Peede himself entered college planning to follow his father’s profession, though he credits Michael Kreyling and Vereen Bell, professors of English, emeriti, and Susan Ford Wiltshire, professor of classics, emerita, with nurturing his fascination with books. A Mississippi native, Peede earned a master’s degree in Southern studies at the University of Mississippi before embarking on a varied career as a book editor, publisher and university communications director. His eight-year NEA stint ended in 2011, and he served as publisher of the prestigious literary journal Virginia Quarterly Review before coming on board at the NEH.

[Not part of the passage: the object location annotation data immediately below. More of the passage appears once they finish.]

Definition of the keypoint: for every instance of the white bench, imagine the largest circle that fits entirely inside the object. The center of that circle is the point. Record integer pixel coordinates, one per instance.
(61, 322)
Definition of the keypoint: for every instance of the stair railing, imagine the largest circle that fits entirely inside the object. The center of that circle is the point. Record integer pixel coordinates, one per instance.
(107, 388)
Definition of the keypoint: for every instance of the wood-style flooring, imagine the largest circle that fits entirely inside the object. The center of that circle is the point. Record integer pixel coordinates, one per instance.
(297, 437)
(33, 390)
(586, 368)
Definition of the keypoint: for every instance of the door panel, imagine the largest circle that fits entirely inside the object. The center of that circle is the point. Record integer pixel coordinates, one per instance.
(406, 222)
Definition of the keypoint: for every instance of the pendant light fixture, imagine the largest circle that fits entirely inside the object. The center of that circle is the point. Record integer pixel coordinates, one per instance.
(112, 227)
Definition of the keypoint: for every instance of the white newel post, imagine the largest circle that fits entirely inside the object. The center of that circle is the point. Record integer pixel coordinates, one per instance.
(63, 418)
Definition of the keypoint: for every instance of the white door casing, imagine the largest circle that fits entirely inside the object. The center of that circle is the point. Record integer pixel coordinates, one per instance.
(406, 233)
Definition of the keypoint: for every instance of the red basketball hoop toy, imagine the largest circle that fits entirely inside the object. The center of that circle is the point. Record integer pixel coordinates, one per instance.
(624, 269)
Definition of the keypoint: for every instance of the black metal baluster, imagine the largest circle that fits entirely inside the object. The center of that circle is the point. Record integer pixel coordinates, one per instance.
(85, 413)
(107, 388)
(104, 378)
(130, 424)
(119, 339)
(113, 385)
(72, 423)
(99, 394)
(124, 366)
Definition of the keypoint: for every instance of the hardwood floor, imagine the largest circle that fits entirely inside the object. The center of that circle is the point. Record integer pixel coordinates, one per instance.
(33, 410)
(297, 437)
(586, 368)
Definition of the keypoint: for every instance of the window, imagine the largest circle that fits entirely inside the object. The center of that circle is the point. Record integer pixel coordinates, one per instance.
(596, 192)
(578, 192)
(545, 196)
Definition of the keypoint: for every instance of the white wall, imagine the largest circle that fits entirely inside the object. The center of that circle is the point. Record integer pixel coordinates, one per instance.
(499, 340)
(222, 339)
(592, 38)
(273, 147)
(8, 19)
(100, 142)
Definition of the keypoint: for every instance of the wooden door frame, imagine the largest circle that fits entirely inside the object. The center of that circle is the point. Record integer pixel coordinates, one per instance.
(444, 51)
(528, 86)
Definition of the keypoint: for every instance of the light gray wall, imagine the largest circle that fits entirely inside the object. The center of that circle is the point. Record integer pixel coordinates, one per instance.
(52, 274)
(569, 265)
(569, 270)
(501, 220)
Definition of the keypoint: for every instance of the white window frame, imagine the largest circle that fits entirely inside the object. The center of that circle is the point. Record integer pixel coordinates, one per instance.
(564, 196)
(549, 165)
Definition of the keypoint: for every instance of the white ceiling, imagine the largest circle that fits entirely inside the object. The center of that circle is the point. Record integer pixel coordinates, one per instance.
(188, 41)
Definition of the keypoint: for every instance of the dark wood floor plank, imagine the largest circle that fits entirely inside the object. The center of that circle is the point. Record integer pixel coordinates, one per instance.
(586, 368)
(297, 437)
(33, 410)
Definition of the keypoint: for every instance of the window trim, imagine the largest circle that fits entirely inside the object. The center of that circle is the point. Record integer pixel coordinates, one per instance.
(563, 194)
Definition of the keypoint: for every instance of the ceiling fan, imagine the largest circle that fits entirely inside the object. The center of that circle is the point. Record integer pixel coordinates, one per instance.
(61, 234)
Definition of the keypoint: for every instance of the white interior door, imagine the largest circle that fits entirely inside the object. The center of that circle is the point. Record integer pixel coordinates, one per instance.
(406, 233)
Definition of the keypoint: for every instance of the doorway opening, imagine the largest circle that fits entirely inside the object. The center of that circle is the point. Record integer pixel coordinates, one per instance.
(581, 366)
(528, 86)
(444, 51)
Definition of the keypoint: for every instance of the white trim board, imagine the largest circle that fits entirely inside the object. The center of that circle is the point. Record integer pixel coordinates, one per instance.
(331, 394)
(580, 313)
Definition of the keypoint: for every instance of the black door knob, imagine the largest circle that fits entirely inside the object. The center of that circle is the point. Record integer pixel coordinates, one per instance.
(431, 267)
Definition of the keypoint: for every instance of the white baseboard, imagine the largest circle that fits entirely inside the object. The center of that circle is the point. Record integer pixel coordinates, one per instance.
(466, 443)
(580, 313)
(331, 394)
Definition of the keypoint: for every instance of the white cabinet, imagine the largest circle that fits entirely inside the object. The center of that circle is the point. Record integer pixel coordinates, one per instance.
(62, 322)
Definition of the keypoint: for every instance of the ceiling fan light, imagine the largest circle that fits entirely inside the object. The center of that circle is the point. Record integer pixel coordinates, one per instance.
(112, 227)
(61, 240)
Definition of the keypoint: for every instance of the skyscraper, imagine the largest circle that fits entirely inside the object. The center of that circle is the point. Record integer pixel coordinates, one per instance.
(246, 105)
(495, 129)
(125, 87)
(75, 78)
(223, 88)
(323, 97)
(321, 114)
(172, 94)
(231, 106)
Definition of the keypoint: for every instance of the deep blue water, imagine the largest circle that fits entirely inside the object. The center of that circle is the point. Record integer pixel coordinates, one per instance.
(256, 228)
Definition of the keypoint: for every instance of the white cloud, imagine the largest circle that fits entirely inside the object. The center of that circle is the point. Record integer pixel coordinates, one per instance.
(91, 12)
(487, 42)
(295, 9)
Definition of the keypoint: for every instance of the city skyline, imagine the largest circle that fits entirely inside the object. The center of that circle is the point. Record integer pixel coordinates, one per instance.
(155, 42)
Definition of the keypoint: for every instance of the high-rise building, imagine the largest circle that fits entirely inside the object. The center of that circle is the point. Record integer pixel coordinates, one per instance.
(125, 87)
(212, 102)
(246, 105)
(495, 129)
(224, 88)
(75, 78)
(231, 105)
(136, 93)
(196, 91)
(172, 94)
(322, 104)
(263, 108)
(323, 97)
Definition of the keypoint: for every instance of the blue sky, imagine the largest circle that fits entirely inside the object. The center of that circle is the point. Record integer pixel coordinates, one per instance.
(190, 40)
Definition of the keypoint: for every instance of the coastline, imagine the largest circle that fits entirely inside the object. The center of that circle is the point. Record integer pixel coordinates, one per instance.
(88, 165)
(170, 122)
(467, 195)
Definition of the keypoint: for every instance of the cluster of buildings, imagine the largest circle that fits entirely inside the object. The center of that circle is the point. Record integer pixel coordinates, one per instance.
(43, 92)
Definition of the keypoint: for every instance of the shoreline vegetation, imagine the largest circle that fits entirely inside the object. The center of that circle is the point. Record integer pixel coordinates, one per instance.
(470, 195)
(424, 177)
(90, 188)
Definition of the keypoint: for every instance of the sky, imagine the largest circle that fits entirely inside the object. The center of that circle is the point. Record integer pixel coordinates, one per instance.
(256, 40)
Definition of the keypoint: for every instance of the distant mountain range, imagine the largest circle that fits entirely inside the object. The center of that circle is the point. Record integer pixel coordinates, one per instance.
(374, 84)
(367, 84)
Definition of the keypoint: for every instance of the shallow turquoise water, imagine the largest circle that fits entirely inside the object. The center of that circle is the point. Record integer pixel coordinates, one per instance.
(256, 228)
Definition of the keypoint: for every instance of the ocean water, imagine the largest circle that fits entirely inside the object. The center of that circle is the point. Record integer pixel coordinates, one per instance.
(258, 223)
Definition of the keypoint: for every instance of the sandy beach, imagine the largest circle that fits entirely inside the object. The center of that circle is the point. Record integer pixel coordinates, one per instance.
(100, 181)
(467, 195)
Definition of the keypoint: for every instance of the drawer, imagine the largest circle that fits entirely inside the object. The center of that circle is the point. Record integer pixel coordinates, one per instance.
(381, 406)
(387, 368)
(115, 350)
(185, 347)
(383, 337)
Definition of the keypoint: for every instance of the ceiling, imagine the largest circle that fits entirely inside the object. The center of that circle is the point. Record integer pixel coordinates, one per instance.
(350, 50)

The common thread in all his endeavors, as he sees it, is the reverence for storytelling that he learned at Vanderbilt. “Whether funding poets when I was at the NEA or preserving endangered languages and cultural artifacts at the NEH, I was always prepared because of my Vanderbilt professors.”
The connection has come full circle. NEH grants currently fund several Vanderbilt faculty projects, including research on the Social Security number by Associate Professor of History and American Studies Sarah Igo and work at the Slave Societies Digital Archive (hosted at the Heard Libraries) by Gertrude Conaway Vanderbilt Professor of History Jane Landers. In addition, Peede will deliver the 2018–19 Harry C. Howard Jr. Lecture on campus April 2, 2019.
Peede clearly relishes the NEH’s work of enabling scholarship and storytelling, and he wants to see today’s students embrace the same passion for the arts and humanities he found at Vanderbilt.
Recalling his own days of discovery, he urges the next generation to “first give in to delight and curiosity.
“They’re so focused on getting the perfect grade and following all the rules,” he says, “that I sometimes worry they’re missing the sheer love of learning.”